I liked LaPerms for a long time before I was able to have one of my own. There were none in the UK and only one breeder in Europe at the end of the 1990s. I had just started using e-mail and got in touch with LaPerm breeders in other countries. At the time the Pets Passport scheme did not include the USA, but a breeder in Holland was importing some LaPerms from the USA and agreed to import one for me come along and stay with her until she qualified for her passport. We were lucky enough to get her mated before she came over to the UK so I managed to import another five LaPerms ‘in utero’.
LaPerms have come a long way in a relatively short space of time. I am the Chair of the LaPerm Cat Club which is currently working towards GCCF affiliation. Six cats bred by me have become ‘qualifiers’ getting at least four merits in assessment classes, as well as my original import girl, Omaste.
I am lucky that my husband Christopher is as much of a cat lover as me and we often go to shows together or sit watching kittens being born together. We don’t have lots of breeding cats and only have two or three litters a year. We have done a range of matings, including starting some outcross lines to expand the gene pool. I have also exported LaPerms to Sweden, where one has become a Grand Champion, and more recently to America.
I have a particular interest in cat genetics, which I think you need to have in a breed where all colours and patterns are accepted!
What attracted you to LaPerms?
I was particularly interested in the Rex breeds with their lovely curly coats, and the genetics behind them. The first photo of a LaPerm that I saw made a very big impression on me. I loved the combination of curls and long hair, and the really eye-catching unique coats with their light, shaggy tumbling curls. Although now that I have bred some shorthaired LaPerms I have also fallen for their charms. I was also attracted to the challenge of working with a new breed and co-ordinating with other people to plan breeding programmes and get the LaPerms established.
How did you come up with your prefix?
Our cattery is named after the (Galton’s) Quincunx invented by Sir Francis Galton, the cousin of Charles Darwin and a pioneering modern scientist in many fields including genetics and heredity. Galton wrote the first study of cat heredity called “Three Generations of Lunatic Cats” (in 1896) and was a strong advocate for keeping pedigree records in animal breeding before this was common practise. My grandfather owned a quincunx and I grew up fascinated by this strange object and its quirky name, so it was one of my favourite words and the first word I thought of when I came to choose my prefix.
How did you get into showing?
I started showing in the 1980s when I was a teenager and my sister and I used to show our non-pedigree pets at local charity shows such as the Rhodes Minnis show. We did well with our marmalade boy Zaccy and a very fluffy white longhair called Orlando whose mother was a British SH x Persian. We loved the shows and both went on to breed cats, my sister with Bengals.
Showing LaPerms in assessment classes and winning merits is a wonderful experience and I am looking forward to the new challenge of showing in intermediate classes when the LaPerms move up to provisional recognition.
What has been your greatest moment so far?

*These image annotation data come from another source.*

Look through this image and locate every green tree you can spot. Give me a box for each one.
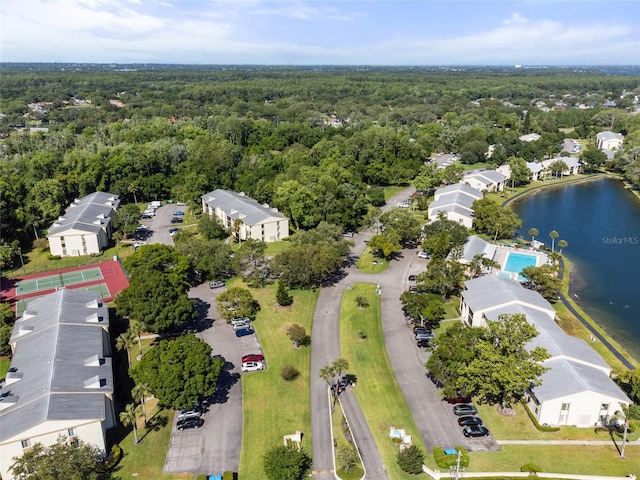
[520,265,562,302]
[613,404,640,458]
[131,383,152,425]
[216,287,260,322]
[396,445,424,475]
[473,198,522,239]
[115,270,195,333]
[9,436,112,480]
[131,335,224,409]
[380,207,420,244]
[456,314,549,408]
[262,445,311,480]
[120,403,139,445]
[336,445,362,473]
[549,230,559,252]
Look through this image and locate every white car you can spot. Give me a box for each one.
[240,362,264,372]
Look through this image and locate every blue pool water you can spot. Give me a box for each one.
[504,252,536,273]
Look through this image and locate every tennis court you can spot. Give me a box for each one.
[16,267,104,295]
[16,283,110,317]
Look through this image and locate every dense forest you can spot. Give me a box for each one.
[0,64,640,258]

It was an exciting time taking LaPerms to UK cat shows on exhibition for the first time; so many people came to see them and ask questions about them. Then when the breed was recognised and LaPerms could enter assessment classes in shows and win merits it was thrilling to see that the breed had really arrived.

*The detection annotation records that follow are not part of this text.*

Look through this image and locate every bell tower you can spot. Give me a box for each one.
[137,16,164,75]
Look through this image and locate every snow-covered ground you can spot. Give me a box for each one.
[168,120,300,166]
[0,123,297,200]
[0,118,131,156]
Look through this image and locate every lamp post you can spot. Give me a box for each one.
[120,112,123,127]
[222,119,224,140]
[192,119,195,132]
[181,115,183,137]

What has been your funniest moment so far?
Having small kittens running round and learning about the world provides no end of funny moments!
Do you have any breeding or showing tips?
A good tip for showing LaPerms is to resist the temptation to over-groom them as this can make them into frizzballs! As many curly haired people will testify, using plain water to spritz and scrunch will bring out the curl. A good tip for breeding is not to mollycoddle kittens, but to expose them to as many sights, sounds and experiences as they are developing to ensure that they grow up to have robust, outgoing personalities and a lust for life.